I have the following code segment which loops through each word in a Word document, finds lines (sentences) which are bolded and stores them in a list, MasterSentences . 我有以下代码段,循环遍历Word文档中的每个单词,找到加粗的行(句子)并将它们存储在列表MasterSentences

Microsoft.Office.Interop.Word.Application word = new Microsoft.Office.Interop.Word.Application();
Document doc = new Document();
object path = fileDialog.FileName;
object missing = Type.Missing;

doc = word.Documents.Open(ref path, ref missing, ref missing, ref missing, ref missing, ref missing, ref missing, ref missing, ref missing, ref missing, ref missing, ref missing, ref missing, ref missing, ref missing, ref missing);
string sentence = "";
foreach (Range rng in doc.StoryRanges)
{
    foreach (Range rngWord in rng.Words)
    {
        if ((rngWord.Text.Contains("\n") || rngWord.Text.Contains("\r")) && sentence != "")
        {
            MasterSentences.Add(sentence);
            sentence = "";
        }
        else if (rngWord.Bold != 0 && rngWord.Text != " " && rngWord.Text != "\t")
        {
            sentence += rngWord.Text;
        }
    }
}

The problem is this takes around 3-4 minutes to complete for a Word document with 23,742 words. 问题是,对于包含23742个单词的Word文档,这大约需要3-4分钟才能完成。

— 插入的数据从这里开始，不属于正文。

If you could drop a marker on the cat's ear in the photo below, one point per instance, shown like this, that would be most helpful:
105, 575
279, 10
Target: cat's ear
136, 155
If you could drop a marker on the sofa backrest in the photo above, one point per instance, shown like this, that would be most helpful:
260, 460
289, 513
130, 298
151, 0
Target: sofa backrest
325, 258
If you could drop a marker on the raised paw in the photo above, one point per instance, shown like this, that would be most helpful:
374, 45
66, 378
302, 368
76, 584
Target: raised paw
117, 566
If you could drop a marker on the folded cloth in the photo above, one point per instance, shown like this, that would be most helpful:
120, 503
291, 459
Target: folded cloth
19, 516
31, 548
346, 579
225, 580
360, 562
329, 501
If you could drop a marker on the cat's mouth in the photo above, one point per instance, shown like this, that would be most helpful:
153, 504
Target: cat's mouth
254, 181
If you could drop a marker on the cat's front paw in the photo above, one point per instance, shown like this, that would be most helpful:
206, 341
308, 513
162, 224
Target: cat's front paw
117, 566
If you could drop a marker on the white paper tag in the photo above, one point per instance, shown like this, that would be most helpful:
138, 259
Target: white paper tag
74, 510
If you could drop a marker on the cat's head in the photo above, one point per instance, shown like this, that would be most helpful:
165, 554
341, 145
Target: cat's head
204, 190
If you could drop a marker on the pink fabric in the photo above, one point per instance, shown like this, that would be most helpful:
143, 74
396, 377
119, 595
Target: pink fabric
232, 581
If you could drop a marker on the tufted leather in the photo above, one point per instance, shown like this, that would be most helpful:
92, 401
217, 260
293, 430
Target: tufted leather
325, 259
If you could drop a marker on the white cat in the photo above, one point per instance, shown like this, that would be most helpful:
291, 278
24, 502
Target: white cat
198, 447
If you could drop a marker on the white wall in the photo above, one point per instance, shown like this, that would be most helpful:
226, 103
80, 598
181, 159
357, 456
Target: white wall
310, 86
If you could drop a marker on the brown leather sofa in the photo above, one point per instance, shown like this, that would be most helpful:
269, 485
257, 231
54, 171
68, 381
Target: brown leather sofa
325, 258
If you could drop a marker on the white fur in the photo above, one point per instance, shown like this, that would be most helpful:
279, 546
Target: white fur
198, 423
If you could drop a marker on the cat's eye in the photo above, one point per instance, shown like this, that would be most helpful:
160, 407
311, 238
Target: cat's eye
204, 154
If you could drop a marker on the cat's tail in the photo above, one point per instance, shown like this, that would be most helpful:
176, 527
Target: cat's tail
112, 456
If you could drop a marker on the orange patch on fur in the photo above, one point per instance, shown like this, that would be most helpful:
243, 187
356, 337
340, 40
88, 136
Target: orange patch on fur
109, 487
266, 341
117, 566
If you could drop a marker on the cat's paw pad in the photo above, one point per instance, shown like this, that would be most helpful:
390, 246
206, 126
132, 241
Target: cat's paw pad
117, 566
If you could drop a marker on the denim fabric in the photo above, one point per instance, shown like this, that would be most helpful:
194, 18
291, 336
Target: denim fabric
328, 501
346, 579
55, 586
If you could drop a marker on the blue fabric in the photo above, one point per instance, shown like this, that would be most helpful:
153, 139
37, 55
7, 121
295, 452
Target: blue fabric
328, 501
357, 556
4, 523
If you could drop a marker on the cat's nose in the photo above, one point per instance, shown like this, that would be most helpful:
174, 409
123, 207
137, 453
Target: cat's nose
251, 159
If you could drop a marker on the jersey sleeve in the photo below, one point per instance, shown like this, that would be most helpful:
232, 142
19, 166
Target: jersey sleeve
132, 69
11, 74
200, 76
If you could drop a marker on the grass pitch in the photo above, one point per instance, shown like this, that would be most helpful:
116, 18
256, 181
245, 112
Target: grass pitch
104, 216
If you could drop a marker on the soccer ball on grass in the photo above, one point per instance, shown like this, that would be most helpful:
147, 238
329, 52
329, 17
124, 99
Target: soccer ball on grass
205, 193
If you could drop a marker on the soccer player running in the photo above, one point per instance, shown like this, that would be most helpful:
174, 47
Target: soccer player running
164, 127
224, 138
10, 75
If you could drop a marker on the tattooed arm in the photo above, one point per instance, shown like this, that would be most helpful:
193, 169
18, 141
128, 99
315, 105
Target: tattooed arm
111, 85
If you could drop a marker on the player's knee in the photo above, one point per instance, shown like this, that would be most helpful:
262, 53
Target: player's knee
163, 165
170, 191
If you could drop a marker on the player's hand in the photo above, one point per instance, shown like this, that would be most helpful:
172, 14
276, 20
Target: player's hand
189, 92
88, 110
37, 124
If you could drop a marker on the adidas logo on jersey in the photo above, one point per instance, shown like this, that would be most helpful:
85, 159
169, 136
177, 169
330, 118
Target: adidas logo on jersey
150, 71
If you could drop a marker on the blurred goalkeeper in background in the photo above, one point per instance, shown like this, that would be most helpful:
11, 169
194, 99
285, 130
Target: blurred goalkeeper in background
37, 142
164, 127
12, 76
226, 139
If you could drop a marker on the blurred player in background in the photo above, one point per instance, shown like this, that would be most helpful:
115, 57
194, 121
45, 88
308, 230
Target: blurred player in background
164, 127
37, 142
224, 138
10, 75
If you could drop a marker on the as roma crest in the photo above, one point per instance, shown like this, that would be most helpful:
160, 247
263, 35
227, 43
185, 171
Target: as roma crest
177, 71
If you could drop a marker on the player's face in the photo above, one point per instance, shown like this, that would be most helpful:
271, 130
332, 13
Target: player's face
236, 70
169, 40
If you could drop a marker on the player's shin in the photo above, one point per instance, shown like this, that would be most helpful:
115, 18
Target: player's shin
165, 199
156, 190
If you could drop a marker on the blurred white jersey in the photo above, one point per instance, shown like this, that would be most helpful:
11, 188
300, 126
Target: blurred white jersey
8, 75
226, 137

Is there any way to improve the speed? 有什么办法可以提高速度? Is there a more efficient way to accomplish this? 有没有更有效的方法来实现这一目标?

Thank you guys for all your feedback. 谢谢大家的反馈。 It seems using Range.Find.Execute was the right way. 似乎使用Range.Find.Execute是正确的方法。 Here's my updated mostly working code. 这是我更新的主要工作代码。 It takes only around 20 seconds now which is perfect. 现在只需要20秒钟左右,这是完美的。

Range rngFindBold = doc.Range();
rngFindBold.Find.Font.Bold = 1;
while (rngFindBold.Find.Execute(Format: true))
{
    if (!string.IsNullOrWhiteSpace(rngFindBold.Text))
    {
        MasterSentences.Add(rngFindBold.Text);
    }
}

暂无
暂无

声明:本站的技术帖子网页,遵循CC BY-SA 4.0协议,如果您需要转载,请注明本站网址或者原文地址。任何问题请咨询:yoyou2525@163.com.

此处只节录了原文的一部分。